Everything is the same. Nothing is the same. I run the last pre-Christmas errands in Budapest, buy the same candy as in all other years, but the store has almost run out of them. Panic buying, the shop assistant whispers somewhat incredulously from under her mask, we’ve run out of almost everything, what if they shut us down for Christmas, you know. I wish I didn’t.
On the train, the landscape is a blur. A landscape that used to be familiar to the last bush and backyard, it now passes almost unnoticed. A woman coughs, repeatedly, at the far end of the carriage. People frown, someone anxiously asks her about her health, it’s a chronic condition, I am fine, dying a little, but not of COVID, you know. I wish didn’t.
When we bring home the Christmas tree, it never fits the boot of our coupé, my father ties the lid, loosely, with the cable of his phone’s charger. Half a tree ceremoniously dangles out and we slowly make our way home hoping no one will run into us. Sometimes they did, the ride always worried me sick. This time around, once inside, a strange calm overtakes me. No more interacting with people for a while, you know. I wish I didn’t.

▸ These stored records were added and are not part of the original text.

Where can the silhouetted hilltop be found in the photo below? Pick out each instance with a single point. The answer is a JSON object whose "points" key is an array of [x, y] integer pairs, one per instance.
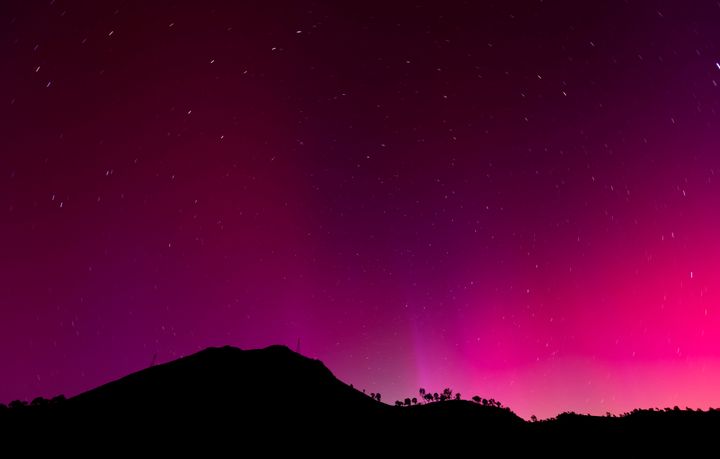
{"points": [[270, 382], [274, 396]]}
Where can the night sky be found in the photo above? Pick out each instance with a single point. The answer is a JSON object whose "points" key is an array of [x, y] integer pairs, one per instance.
{"points": [[515, 199]]}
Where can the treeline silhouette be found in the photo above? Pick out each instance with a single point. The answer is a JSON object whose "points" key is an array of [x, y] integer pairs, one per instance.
{"points": [[274, 393]]}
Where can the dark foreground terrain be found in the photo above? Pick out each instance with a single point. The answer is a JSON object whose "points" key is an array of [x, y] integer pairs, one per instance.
{"points": [[280, 401]]}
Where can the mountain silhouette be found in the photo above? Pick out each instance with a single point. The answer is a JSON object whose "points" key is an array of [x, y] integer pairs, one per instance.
{"points": [[278, 399]]}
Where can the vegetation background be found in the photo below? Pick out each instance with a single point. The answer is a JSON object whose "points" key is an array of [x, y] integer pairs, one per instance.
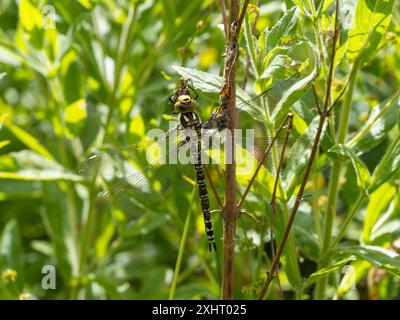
{"points": [[76, 76]]}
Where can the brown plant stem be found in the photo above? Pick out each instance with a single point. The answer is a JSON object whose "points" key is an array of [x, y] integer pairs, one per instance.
{"points": [[299, 197]]}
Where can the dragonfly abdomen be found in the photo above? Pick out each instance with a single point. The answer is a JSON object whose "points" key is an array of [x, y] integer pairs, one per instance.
{"points": [[205, 205]]}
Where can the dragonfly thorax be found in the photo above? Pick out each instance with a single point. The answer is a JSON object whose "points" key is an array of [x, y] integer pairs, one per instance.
{"points": [[184, 104]]}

I go for a run, mask stuck to the sweat on my face, I discover an amazing innovation introduced in my six month absence, a set of traffic lights at a busy crossroads. A group of people is already patiently waiting by the staunchly red light, almost too patiently for the fidgety nation that we are. Mothers with children, elderly women carrying shopping bags, two office workers puffing away at their cigarettes. Complaints surface, this is unbearable, we’ve been waiting for ages now, the light doesn’t change. There’s a button though, someone could push it, but we hesitate. Surfaces aren’t so contagious, supposedly, but it’s better to be safe than sorry, you know. I wish I didn’t.
I don’t go to the Christmas service. I do not remember ever not going. As a child, I loved it, I got to recite a little poem about snow, angels and the grace of God and then received gifts, colouring pens, soft toys, oranges and jelly filled candy. Then we walked home with my grandparents and more presents would await under the tree. Some of my happiest memories. Growing up brought increasing impatience and boredom, new kids reciting old poems, my grandmother’s voice growing increasingly sharp and shaky with age until it faded away altogether. I secretly wished for the time when I didn’t have to go through this compulsory motion of the Christmas tradition. I wish I hadn’t.
It takes me two days to put up the tree, another break with tradition, but this time around it feels, if not alright, passable. Same decorations, same playlist, grown richer with a few recent additions, a jug of mulled wine I hope not to spill on the lighter bits of the carpet. I carefully wrap presents, fewer than in other years, for one reason or another, temporary or final, some of us are missing. Everything is the same. Nothing is the same.